Sandra scooted her chair forward, raptly listening to the story. Grandpa handed her a glass of cold milk which she left untouched on the counter.

 

"We had a regular schedule: one washer, one dryer, one stacker. There were four of us so we rotated that way one of us always had the night off. The schedule for the week was posted on the refrigerator and after dinner, father would read off the job assignments. Well, sometimes dad let us trade off. And you guessed it, one of my rat brothers would always figure out a way to fix it so I ended up working for him."

 

"It was on about the sixth or seventh night in a row when I had gotten stuck with kitchen duty that I finally got mad as a hornet about it all. First I was mad, then I started crying but mom and dad had gone to play pinochle and I had no one to turn to. So I toughed it out—did the dishes in record time. As I stormed out of the kitchen I took a fork and slammed it against the kitchen door. I said to myself "stay!" and I kept going thinking that it would fall on the hard floor and make a racket. I ran to my room and pulled the blankets over my head and began sobbing about what a rotten deal I was getting and asking God why hadn't he given me a least one more sister and one less brother."

 

"About an hour later my parents came home. Mom came in my room and held me close. She rocked me gently in the dark—she just held me real tight for a long time.
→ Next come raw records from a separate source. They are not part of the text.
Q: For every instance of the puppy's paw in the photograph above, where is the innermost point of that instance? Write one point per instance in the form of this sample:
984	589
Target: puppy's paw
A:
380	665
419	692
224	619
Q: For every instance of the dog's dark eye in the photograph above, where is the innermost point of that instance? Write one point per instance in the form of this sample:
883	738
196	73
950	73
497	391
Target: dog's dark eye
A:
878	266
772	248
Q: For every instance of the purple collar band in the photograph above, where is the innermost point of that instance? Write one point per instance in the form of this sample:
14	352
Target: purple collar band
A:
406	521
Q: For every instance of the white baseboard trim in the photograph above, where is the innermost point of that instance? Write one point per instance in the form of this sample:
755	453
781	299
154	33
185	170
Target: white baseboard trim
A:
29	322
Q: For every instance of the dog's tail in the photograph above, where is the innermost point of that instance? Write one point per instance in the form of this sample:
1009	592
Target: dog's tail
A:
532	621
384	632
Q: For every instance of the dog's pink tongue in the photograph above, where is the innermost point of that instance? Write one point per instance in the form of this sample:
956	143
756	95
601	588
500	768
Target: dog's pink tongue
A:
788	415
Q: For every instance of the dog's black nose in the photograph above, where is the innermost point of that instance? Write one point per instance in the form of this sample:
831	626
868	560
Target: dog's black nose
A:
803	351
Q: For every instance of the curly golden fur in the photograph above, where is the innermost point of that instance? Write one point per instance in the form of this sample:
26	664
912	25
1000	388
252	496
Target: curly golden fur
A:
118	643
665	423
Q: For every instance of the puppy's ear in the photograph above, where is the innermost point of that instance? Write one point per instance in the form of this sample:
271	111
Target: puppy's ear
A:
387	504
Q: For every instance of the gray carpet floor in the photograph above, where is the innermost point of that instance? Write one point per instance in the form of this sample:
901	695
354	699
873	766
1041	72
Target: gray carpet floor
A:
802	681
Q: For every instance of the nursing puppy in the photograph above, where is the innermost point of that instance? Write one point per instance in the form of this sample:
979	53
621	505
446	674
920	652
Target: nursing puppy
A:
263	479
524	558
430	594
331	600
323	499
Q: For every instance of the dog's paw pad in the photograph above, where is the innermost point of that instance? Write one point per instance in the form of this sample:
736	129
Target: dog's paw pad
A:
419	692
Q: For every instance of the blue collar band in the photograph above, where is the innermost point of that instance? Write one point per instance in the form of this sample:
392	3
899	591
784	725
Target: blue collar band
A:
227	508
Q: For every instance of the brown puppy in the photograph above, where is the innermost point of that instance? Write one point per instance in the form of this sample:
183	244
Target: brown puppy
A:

Finally she said, "Erma, please come in the kitchen." I thought to myself something like, "Darn, there must be more dishes to do."
"I was surprised to see that all my brothers and my dad were all in the kitchen—I figured that I must be in hot water for talking back to the boys. Mom wiped the tears from my eyes with the dish towel then gently turned me around I just couldn't believe it. That old fork was sticking pretty as you please right to the door. You could look close and see that nothing was holding it up—it was just doing what I told it to do. It was staying."

 

My mom said, "Go ahead honey, make it come down."

 

"I looked up at her. She was smiling and looking kind of scared at the same time. I just shrugged my shoulders and thought "down" and it dropped like a shot—clanged just as loud as I thought it would the first time. All of a sudden you could've heard a pin drop in that kitchen. No one said a thing and mom took me back to my room and tucked me beneath the covers. Her face was wet with tears when she kissed me goodnight."

 

"But the next day, it was like I had awoken to a new world. My brothers seemed to notice me for the first time—I was suddenly treated like a real person. From that day on they were my body guards at school and wouldn't let me do any heavy work around the house. "

 

"Oh Grandma, really? Is that really a true story?"

 

Beaming, Grandma took a yellow pencil from the pocket of her apron, stood, then lightly touched the pencil to the wall. She turned towards Grandpa who was smiling ear-to ear. She carefully removed her hand. The pencil stayed fast.